Oil Settles Above $68, Reaches 2009 High

Oil prices rose 3% Monday to settle near a seven-month high of more than $68 a barrel. Renewed interest in the commodity has been sparked by improved factory activity in China, fortifying the belief that the economy is recovering from its recent doldrums. 

Today, China’s Purchasing Manager’s Index reported that the country has expanded manufacturing for the third month in a row. Additional factors contributing to the increase in oil prices include the US dollar falling to a new five-month low and OPEC holding production steady at its most-recent meeting, as well as an improved economic outlook.
The start of the Atlantic hurricane season and the bankruptcy of American car manufacturer GM did not seem to dampen the market.

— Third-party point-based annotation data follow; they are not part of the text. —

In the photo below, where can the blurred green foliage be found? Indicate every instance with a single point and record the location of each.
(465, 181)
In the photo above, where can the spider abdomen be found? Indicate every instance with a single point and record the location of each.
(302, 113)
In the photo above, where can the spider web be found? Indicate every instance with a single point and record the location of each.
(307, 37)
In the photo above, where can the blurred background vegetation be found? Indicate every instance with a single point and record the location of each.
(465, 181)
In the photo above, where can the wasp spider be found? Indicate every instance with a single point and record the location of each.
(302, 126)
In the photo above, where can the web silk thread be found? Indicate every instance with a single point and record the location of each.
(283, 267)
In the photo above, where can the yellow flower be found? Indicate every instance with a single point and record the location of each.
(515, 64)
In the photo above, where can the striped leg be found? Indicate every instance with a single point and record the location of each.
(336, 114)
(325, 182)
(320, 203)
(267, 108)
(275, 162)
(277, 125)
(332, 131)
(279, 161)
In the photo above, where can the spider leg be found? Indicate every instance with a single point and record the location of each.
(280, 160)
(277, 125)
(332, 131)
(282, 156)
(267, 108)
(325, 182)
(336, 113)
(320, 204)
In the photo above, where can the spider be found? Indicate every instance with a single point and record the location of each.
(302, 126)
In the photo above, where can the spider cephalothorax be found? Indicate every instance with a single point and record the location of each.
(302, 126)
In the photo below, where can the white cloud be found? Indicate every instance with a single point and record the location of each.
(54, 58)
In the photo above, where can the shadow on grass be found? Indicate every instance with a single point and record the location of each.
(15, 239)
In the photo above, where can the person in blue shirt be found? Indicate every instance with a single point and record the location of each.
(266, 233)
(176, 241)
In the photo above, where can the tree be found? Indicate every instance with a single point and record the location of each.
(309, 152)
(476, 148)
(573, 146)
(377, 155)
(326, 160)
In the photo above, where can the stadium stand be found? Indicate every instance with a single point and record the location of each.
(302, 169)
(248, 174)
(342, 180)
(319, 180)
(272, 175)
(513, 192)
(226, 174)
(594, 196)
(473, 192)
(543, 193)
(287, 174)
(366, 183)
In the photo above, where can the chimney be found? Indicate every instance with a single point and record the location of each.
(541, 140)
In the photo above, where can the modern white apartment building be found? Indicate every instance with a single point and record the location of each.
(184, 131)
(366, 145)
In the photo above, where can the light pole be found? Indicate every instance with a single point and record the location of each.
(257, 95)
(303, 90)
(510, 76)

On the first day of June, US crude rose $2.27 to close at $68.58 on the New York Mercantile Exchange. With intra-day trading hitting a high of $68.68, this is the highest oil prices have reached since early November 2008. Additionally, London Brent crude closed at $67.97 a barrel, a increase of $2.45 for the day.
Also gaining momentum, natural gas traded nearly 10% higher Monday, with NYMEX Henry Hub futures closing at $4.20 per mmBtu, a rise of 37 cents. Natural gas remains at an historic low, with drilling efforts dropping and gas production curbed.